Fête foraine. Une femme essaie d’échapper à un homme qui la suit et la harcèle. La foule reste passive.

Elle est à demi-allongée sur le trottoir, le dos appuyé contre la façade d’une agence bancaire, les vêtements chiffonnés. Elle semble dormir, elle est peut-être malade? Un sourire radieux s’affiche soudain sur le visage ravagé par les rides qu’elle tourne vers une passante qui vient de lui donner un peu d’argent en lui parlant gentiment.

Ils sont plusieurs dizaines devant la porte du recruteur, plusieurs dizaines pour un seul poste. Il ne se sent pas à l’aise. Que ressentent les autres? Les postulants entrent chacun à leur tour avec un air plus ou moins crispé ou faussement détendu (comment se sentir détendu quand l’enjeu est de gagner sa vie?). Ils ressortent le dos courbé et le regard fuyant…
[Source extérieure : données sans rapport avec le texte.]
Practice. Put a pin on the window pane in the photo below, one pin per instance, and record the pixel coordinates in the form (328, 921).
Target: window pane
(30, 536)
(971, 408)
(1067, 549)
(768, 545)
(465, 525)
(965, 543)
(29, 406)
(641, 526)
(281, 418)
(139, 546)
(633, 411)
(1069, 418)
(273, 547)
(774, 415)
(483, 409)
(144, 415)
On les appelle les Parisiens. Ils habitent pourtant dans le village depuis pas mal d’années. Ils retapent sans hâte les bâtiments d’une vieille ferme abandonnée et cultivent leur jardin. Les natifs trouvent qu’ils reçoivent des gens bizarres…

Les uns marchent d’un pas déterminé vers le quai où ils monteront dans un train qui partira bientôt, les autres attendent dans la gare en déambulant, boivent un café ou se restaurent. Un homme à la mine patibulaire cache un gros sac derrière un panneau publicitaire…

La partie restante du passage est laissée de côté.